Margin Accounts and Pledges

Securities held in a margin account may be sold by the broker without the customer’s consent if the customer fails to meet a margin call. Similarly, securities pledged (or hypothecated) as collateral for a loan may be sold in foreclosure if the borrower defaults on the loan. Because a margin sale or foreclosure sale may occur at a time when the pledgor is aware of material nonpublic information or otherwise is not permitted to trade in Company securities, Directors, Executive Officers and other employees subject to the Trading Policy are prohibited from holding Company securities in a margin account or pledging Company securities as collateral for a loan.

Amendments
Amendments to this policy must be approved by the Nominating & Governance Committee. Definitions
“Company” means Crane NXT, Co., each of its majority-owned subsidiaries and each subsidiary and affiliate of those entities.

“Executive Officers” are those officers who have been designated as executive officers by the Company’s Board of Directors.

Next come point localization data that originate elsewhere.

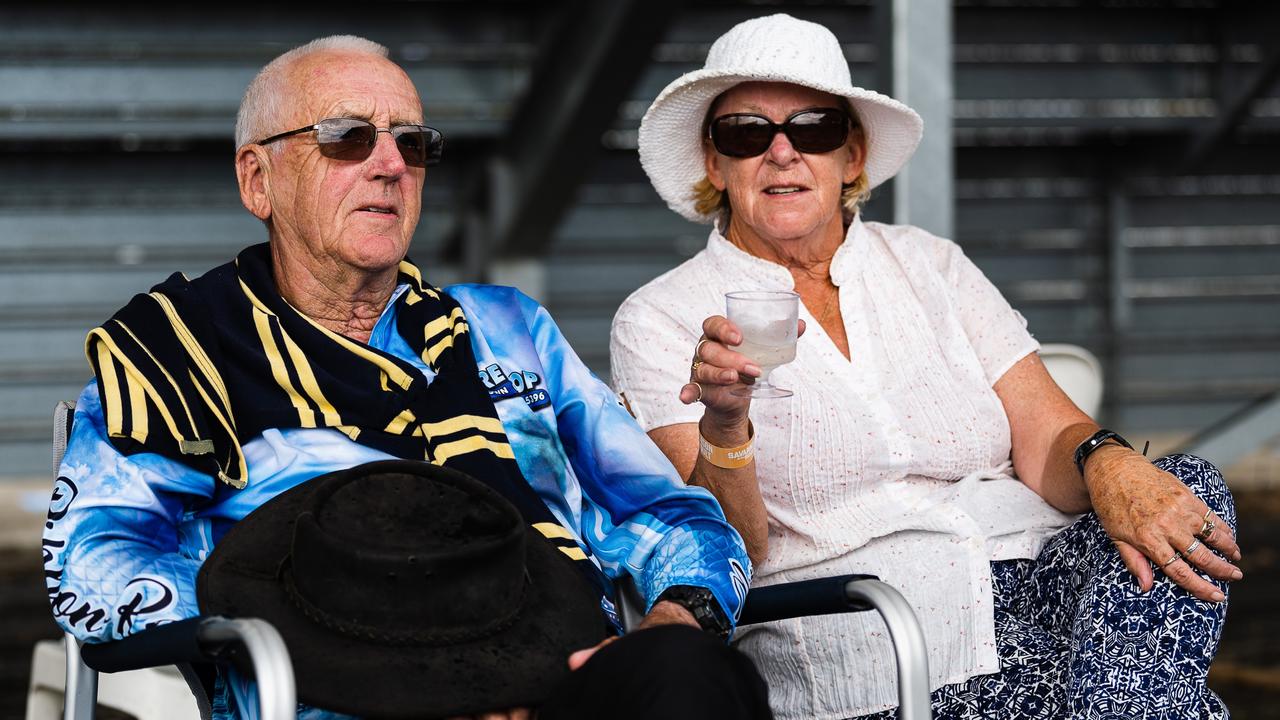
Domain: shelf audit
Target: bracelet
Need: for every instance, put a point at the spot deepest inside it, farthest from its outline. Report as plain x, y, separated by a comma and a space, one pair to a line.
728, 458
1093, 442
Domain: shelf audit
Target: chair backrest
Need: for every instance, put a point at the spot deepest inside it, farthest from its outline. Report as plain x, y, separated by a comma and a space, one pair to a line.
1078, 373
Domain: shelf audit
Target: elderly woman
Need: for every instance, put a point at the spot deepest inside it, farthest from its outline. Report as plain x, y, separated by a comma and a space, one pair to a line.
926, 442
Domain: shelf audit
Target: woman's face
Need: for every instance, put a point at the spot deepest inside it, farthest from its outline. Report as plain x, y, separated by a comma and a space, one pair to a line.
782, 195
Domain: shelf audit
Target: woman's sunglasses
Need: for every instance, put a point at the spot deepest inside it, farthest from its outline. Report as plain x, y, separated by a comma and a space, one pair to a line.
744, 135
351, 139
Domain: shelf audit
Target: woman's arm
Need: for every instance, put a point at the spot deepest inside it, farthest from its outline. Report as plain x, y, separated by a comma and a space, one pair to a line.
725, 424
1150, 515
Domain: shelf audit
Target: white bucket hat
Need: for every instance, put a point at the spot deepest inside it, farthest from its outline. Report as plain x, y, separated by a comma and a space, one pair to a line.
771, 49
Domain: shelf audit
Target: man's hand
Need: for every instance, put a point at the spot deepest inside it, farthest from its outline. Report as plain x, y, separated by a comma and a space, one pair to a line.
664, 613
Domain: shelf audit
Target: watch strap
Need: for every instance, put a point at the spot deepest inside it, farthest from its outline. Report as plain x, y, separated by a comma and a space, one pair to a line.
1093, 442
702, 604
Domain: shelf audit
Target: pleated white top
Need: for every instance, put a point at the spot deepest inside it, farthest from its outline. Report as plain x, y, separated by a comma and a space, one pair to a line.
895, 463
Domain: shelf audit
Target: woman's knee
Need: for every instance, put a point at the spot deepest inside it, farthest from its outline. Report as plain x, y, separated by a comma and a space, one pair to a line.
1205, 479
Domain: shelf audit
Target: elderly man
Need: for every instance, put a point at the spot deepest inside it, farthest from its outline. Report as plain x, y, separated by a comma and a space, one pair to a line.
324, 349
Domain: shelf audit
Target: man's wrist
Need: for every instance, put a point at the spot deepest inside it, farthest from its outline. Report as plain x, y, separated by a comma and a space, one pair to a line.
702, 606
666, 613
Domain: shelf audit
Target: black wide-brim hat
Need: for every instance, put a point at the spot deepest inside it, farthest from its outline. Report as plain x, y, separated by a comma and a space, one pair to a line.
406, 589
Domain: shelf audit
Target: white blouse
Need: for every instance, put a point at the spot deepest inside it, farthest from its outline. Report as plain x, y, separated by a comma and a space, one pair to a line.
895, 463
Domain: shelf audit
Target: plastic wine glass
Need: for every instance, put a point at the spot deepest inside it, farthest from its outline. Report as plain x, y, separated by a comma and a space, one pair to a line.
768, 322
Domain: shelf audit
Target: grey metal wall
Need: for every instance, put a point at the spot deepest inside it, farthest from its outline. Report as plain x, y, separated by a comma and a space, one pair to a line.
1073, 128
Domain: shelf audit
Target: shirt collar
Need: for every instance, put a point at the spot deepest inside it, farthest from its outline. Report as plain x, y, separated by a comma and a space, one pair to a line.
763, 274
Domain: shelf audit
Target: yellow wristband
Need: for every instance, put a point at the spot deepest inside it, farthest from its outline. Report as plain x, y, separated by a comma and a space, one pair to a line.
728, 458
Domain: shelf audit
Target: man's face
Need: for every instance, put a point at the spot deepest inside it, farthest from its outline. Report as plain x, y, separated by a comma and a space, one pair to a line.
347, 215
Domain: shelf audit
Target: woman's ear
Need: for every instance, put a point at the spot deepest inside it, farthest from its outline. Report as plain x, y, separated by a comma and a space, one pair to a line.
856, 156
252, 173
712, 159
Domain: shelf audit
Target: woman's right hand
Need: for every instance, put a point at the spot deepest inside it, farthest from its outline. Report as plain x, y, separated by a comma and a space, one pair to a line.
717, 368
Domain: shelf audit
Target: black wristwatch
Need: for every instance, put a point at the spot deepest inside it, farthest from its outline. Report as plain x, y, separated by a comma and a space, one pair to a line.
1093, 442
703, 605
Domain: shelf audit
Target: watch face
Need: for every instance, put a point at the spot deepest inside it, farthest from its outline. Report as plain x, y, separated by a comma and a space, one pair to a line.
703, 606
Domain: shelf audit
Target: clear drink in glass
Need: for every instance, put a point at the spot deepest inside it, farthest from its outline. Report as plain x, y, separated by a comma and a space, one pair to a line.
768, 322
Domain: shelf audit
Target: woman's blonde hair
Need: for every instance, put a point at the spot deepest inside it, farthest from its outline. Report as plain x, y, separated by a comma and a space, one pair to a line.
711, 201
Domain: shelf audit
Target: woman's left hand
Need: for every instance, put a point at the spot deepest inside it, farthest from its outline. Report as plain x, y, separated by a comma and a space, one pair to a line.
1155, 519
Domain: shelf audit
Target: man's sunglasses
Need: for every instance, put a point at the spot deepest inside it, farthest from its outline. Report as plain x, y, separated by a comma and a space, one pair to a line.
351, 139
744, 135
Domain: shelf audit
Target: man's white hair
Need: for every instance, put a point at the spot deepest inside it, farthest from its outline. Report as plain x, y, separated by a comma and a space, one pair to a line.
261, 104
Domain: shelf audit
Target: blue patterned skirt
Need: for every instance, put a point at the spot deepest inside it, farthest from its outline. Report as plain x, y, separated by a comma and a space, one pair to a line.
1077, 638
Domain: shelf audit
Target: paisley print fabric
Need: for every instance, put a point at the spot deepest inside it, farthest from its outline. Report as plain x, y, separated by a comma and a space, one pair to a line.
1077, 638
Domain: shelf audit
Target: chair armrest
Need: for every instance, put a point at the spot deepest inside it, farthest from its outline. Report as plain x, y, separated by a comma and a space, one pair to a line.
822, 596
164, 645
855, 593
209, 639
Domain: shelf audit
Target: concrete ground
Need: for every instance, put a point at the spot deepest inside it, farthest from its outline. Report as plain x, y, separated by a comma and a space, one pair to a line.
1247, 671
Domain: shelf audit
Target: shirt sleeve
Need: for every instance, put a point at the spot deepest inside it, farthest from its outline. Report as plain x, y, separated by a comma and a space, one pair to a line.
110, 545
997, 332
638, 515
649, 356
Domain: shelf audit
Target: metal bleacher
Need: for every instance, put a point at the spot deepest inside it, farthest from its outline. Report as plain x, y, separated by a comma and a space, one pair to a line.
1109, 176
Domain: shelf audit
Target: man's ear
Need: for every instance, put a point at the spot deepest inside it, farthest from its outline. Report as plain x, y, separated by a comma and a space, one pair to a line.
252, 173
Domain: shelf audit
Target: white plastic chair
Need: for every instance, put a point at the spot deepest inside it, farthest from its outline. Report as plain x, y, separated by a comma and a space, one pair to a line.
1078, 373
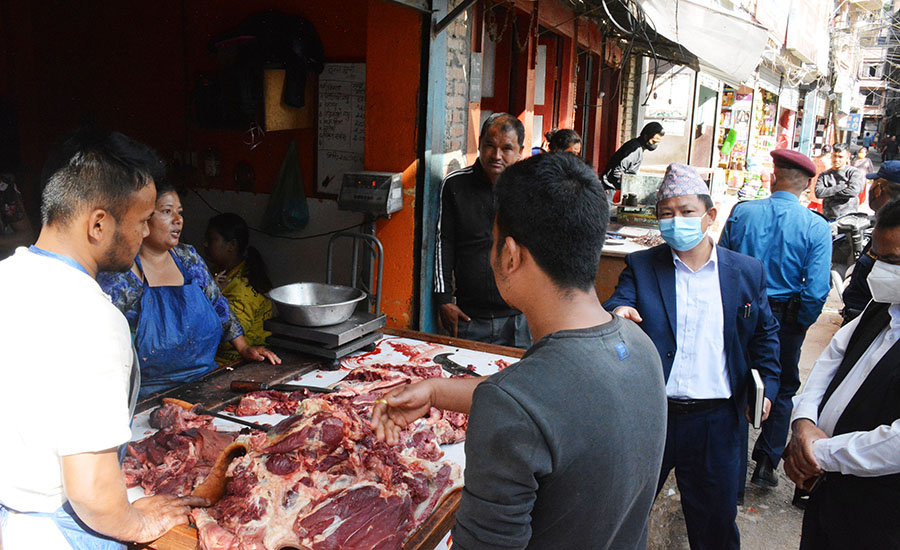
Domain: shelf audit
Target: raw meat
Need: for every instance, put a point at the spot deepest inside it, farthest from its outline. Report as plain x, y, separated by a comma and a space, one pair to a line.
359, 390
321, 481
179, 456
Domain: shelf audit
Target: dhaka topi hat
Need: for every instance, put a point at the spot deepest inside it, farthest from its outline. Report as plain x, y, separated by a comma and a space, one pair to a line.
681, 179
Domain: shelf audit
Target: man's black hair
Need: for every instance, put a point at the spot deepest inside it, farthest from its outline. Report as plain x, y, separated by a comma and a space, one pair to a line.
563, 139
888, 216
166, 186
95, 168
554, 206
651, 130
232, 227
507, 122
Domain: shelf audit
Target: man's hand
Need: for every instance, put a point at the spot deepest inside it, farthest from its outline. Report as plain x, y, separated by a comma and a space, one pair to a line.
799, 451
160, 513
398, 408
628, 312
449, 315
259, 354
767, 406
254, 353
96, 490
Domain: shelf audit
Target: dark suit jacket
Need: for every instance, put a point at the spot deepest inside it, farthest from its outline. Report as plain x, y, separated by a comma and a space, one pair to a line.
648, 285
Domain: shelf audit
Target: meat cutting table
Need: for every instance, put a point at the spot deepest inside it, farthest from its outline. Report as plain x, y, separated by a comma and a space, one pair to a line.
214, 393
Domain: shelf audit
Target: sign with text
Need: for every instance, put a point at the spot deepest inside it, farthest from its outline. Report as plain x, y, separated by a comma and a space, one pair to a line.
341, 123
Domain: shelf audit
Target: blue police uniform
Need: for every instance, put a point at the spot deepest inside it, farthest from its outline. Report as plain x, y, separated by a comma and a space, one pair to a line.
794, 244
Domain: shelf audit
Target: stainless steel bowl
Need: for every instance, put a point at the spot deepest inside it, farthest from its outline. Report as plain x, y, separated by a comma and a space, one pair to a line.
316, 304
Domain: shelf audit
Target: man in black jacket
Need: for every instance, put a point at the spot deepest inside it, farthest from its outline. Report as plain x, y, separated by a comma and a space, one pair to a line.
845, 447
628, 159
463, 242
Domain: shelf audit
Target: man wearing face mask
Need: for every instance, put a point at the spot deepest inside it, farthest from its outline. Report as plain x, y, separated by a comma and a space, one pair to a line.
706, 309
885, 188
839, 188
845, 445
794, 244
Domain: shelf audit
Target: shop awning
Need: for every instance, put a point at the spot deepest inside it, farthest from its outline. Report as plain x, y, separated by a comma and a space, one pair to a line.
727, 46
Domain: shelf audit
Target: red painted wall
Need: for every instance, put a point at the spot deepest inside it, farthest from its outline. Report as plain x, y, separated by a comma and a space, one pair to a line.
132, 65
392, 88
342, 29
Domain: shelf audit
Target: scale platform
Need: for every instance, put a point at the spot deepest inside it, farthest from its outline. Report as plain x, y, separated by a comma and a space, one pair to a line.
330, 342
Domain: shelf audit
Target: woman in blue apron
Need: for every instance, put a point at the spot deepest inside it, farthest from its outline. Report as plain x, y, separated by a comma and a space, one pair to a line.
173, 305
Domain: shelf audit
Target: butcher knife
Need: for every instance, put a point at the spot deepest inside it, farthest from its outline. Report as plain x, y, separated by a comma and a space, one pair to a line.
451, 366
248, 386
197, 409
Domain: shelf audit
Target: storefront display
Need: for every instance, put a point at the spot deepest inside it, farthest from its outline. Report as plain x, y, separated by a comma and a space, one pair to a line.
763, 132
735, 115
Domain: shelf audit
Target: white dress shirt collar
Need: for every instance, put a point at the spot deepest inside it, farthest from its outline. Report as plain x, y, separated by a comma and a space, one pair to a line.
713, 258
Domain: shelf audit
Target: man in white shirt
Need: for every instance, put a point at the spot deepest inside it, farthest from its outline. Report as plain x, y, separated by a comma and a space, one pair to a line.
845, 445
67, 365
705, 308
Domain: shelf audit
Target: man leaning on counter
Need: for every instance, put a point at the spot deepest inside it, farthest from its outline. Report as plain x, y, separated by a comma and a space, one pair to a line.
68, 361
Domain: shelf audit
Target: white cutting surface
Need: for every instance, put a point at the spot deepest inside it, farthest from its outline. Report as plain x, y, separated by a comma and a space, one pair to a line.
390, 350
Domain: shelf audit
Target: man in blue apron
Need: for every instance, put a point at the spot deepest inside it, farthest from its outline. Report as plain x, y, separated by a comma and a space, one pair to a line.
67, 375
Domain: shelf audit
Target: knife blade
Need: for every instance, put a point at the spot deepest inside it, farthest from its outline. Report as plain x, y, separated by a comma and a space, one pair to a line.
249, 385
451, 366
197, 409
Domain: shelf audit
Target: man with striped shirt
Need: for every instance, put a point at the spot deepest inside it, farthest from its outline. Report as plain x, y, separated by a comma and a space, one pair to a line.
469, 304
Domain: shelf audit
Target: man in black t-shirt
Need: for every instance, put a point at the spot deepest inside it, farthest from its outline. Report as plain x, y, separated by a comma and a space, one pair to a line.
463, 242
564, 447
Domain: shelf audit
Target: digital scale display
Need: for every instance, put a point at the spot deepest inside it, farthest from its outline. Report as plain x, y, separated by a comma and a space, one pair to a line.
379, 193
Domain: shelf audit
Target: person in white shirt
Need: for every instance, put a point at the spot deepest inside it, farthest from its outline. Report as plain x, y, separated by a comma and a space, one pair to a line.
845, 443
68, 363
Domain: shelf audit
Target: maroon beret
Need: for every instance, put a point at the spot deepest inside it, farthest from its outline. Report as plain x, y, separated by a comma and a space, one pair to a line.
785, 158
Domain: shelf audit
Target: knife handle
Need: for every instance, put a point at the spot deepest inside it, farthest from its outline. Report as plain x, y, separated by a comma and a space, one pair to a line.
247, 386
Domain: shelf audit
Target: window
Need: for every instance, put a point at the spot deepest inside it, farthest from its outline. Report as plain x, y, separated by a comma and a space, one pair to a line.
871, 70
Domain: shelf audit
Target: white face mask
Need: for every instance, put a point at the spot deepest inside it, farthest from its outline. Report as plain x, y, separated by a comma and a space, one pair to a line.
884, 282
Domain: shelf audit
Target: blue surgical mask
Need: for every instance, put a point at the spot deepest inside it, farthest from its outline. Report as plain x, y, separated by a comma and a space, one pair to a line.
682, 233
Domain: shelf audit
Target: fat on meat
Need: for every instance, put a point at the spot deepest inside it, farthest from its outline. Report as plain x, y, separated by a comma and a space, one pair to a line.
321, 481
179, 456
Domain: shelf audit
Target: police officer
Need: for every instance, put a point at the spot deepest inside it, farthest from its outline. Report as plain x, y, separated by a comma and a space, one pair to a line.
794, 243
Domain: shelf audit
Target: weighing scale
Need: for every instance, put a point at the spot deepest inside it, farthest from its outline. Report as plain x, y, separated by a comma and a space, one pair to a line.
374, 194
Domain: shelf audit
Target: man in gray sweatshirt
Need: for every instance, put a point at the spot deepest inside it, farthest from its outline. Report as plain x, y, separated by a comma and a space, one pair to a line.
839, 188
563, 448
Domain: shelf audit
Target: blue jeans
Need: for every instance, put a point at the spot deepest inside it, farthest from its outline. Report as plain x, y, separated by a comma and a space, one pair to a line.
773, 437
75, 531
704, 449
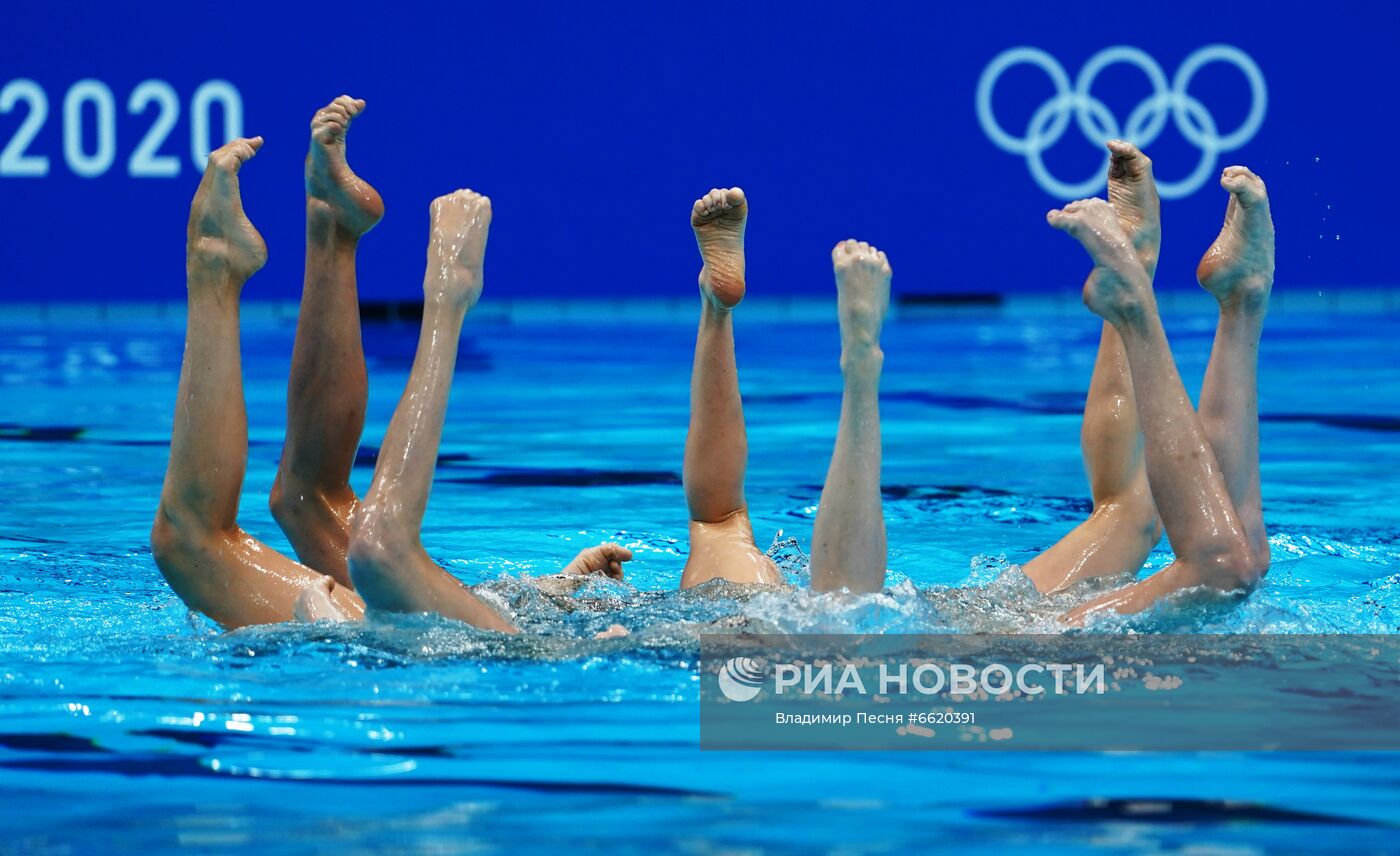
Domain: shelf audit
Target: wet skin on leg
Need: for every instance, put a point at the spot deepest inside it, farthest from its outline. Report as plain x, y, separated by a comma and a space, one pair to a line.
326, 391
1123, 527
387, 559
1238, 271
849, 548
209, 561
1187, 485
716, 457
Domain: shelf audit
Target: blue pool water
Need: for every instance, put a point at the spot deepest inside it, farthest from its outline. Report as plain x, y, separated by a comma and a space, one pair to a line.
128, 725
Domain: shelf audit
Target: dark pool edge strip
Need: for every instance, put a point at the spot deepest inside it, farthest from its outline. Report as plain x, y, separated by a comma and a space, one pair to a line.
1169, 810
191, 768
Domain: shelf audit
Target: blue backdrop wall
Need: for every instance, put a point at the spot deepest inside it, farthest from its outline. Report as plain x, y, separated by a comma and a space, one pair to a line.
594, 126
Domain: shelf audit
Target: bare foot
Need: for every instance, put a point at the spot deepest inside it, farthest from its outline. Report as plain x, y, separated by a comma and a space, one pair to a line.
863, 294
221, 243
1239, 266
605, 559
1133, 195
718, 219
457, 247
331, 185
1117, 290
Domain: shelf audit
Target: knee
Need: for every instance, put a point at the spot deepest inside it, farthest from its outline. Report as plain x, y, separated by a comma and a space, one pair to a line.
375, 544
165, 540
178, 544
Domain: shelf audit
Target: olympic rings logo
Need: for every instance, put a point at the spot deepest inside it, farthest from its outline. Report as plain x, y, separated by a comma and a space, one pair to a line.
1168, 101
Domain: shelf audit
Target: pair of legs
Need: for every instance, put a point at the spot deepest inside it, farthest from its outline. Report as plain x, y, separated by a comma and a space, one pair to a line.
849, 538
352, 554
1154, 461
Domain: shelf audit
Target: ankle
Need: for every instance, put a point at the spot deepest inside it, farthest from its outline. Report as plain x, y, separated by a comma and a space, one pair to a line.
1248, 300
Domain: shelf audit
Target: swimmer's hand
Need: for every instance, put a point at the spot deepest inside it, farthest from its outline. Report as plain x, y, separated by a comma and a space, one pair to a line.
605, 558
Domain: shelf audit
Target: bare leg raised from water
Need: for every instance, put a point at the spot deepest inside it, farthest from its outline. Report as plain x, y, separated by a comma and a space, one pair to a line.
387, 559
849, 548
1239, 271
717, 450
209, 561
326, 392
1190, 493
1123, 527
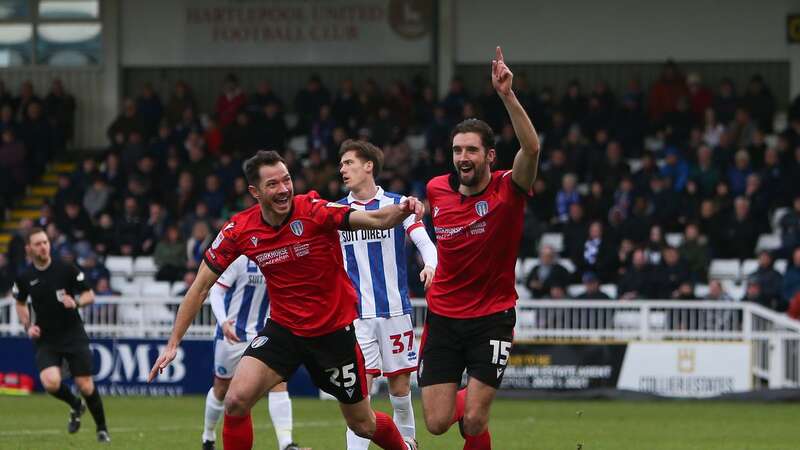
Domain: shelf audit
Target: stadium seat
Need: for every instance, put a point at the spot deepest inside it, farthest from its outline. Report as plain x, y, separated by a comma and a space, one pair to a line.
748, 267
155, 289
674, 239
555, 240
144, 265
120, 265
768, 242
725, 269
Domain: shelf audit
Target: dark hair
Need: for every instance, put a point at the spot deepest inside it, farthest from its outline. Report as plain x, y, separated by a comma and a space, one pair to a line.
262, 158
365, 151
475, 126
31, 232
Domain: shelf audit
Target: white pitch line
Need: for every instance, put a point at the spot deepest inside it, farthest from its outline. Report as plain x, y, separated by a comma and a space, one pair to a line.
112, 430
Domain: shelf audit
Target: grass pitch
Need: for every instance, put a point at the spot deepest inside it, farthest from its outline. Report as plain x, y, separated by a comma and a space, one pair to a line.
39, 422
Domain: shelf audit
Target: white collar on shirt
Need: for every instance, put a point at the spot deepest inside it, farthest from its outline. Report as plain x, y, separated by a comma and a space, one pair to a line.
378, 195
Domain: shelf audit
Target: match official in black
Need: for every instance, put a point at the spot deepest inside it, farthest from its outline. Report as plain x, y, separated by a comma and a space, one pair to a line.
56, 291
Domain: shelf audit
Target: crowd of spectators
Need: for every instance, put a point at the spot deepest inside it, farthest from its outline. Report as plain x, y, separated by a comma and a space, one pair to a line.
618, 171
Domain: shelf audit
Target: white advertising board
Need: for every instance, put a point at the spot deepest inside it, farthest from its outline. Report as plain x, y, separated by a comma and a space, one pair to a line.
258, 32
686, 369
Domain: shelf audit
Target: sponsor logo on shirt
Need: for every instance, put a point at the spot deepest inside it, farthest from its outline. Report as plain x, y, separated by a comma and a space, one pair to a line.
296, 227
482, 207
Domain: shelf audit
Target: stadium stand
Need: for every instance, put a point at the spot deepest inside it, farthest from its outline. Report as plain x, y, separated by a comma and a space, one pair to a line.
647, 170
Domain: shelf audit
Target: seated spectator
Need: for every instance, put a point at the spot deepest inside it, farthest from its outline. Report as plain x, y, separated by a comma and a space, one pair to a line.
717, 292
592, 285
567, 196
739, 234
170, 255
197, 244
635, 283
546, 274
694, 251
791, 279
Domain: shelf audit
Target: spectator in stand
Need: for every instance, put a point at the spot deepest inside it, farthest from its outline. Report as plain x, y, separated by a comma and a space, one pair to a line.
592, 290
758, 100
700, 97
197, 244
346, 109
567, 196
790, 229
717, 292
104, 237
180, 100
673, 273
129, 121
695, 253
664, 94
170, 255
597, 254
272, 131
93, 269
546, 274
60, 107
26, 97
308, 102
737, 175
635, 282
150, 109
38, 137
791, 279
726, 101
230, 101
739, 234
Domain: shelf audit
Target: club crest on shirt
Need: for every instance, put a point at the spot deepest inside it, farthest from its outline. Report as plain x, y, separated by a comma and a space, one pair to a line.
482, 207
296, 227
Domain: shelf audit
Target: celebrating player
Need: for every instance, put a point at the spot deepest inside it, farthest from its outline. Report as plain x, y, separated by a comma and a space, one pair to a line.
58, 333
295, 242
240, 303
376, 264
477, 215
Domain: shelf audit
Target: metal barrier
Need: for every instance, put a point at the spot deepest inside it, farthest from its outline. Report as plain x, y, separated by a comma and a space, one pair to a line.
775, 337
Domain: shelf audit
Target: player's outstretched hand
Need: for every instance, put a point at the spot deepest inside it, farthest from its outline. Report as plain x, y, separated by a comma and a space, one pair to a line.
34, 332
501, 74
229, 330
162, 362
413, 206
426, 276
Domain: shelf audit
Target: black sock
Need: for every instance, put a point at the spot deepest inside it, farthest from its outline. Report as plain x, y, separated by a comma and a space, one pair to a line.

“Material” information is information that is likely to be considered important by reasonable investors, including reasonable speculative investors, in determining whether to trade. Material information may be positive or negative and can relate to any aspect of the Company’s business or dealings with third parties or to any type of Company security, including both debt and equity. While it is not possible to identify in advance all information that will be deemed to be material, examples of such information include the following: earnings; extraordinary dividend actions; potential mergers, acquisitions and divestitures; government investigations; catastrophic product failure; or significant litigation.

“Non-public” information is information that has not been disclosed generally to the marketplace. As a general rule, the law requires that trading in Company securities should not occur unless and until one can point to evidence that material information is widely available to all potential investors.